I wanted to go to Bloomington tomorrow, to the park, just to be outside, alone, with thoughts and nature. To mourn alone...but
I went to the cemetary after I left home. Big BIG breakdown, of course. Worse then the attack I had the other day on the way to Greensburg.
I kept driving, thinking I'd go home and cry it out, but I couldnt stop thinking about my dad. He's been so depressed all weekend. So I got as far as Batesville, turned around and came home. Dad got a call at about 11:00, so I went to the nursing home with him. I know its not normal 'family bonding' but hey, it works...

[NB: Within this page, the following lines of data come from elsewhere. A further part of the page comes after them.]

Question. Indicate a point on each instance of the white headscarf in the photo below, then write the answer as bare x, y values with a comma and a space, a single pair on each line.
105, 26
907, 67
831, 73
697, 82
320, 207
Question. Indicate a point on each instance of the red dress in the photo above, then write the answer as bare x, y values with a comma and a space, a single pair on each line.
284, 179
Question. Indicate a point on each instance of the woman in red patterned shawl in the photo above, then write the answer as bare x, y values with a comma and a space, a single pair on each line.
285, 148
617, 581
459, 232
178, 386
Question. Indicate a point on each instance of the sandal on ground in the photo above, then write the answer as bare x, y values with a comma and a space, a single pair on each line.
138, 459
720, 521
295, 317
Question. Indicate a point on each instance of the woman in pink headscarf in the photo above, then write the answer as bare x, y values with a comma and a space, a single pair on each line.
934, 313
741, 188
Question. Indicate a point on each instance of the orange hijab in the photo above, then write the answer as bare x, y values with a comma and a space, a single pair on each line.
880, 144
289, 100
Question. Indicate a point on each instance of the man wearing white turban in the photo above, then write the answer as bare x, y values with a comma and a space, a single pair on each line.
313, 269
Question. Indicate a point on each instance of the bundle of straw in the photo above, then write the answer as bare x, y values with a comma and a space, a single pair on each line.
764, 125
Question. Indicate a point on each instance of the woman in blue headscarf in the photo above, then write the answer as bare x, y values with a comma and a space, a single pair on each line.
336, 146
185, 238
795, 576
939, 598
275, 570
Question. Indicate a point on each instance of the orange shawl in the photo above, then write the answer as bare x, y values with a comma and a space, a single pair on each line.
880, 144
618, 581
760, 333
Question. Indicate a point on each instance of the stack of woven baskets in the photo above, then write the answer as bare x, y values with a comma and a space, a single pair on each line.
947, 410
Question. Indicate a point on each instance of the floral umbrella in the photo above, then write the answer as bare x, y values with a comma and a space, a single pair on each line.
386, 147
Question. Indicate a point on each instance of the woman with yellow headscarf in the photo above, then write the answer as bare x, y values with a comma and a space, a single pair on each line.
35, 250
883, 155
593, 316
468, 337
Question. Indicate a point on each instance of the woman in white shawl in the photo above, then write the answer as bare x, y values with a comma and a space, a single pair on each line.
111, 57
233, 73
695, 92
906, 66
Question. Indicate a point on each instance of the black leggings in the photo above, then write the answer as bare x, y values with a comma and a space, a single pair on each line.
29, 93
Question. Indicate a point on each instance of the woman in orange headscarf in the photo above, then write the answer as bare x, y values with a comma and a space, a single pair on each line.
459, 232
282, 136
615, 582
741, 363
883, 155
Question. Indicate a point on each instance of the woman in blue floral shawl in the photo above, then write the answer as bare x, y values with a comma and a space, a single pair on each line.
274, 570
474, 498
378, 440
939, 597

Bobby showed up today, with Bjoern. I guess he's in the country for awhile, going to texas to do some kind of project for a computer company, or something... i dunno what im talking about. anyway, it was amazing to see him. he hasnt changed a bit. its only been, what? 9 years... wow.
It's so wierd to see bobby now... there's this unspoken thing between us. he hugs me so tight, and i know just what he's thinking... and i know he knows what im thinking, but theres no words, and theres nothing to do about it.
I went to the funeral home with dad, and took a look at all his stuff in the coffee room (they re-did the entire building) there are so many pictures... so many memories... some i dont even know. I wasnt even thought of when the pictures were taken and the pages printed. I dont even have words to explain... awe, wonder, nostalgia, pain, happiness, none of them fit. But I found a family picture from 3 years ago, and it floored me. I dont know why.. we take family pictures every christmas, but this one... well theres something in it.
It was a little after 10 that I got the call last year. (at this point in the night I was passed out from mass amounts of tequila and wallowing in self pity...) mom's going to be gone tomorrow morning, so i asked dad if he would take me to breakfast. It's going to be insanly wierd... driving past the place he died, to the place he was headed... same place he went every morning of the last few decades of his life....
Grandpa never used words when he spoke, and he took that talent to the grave. So now I'm waiting for him to teach me to speak.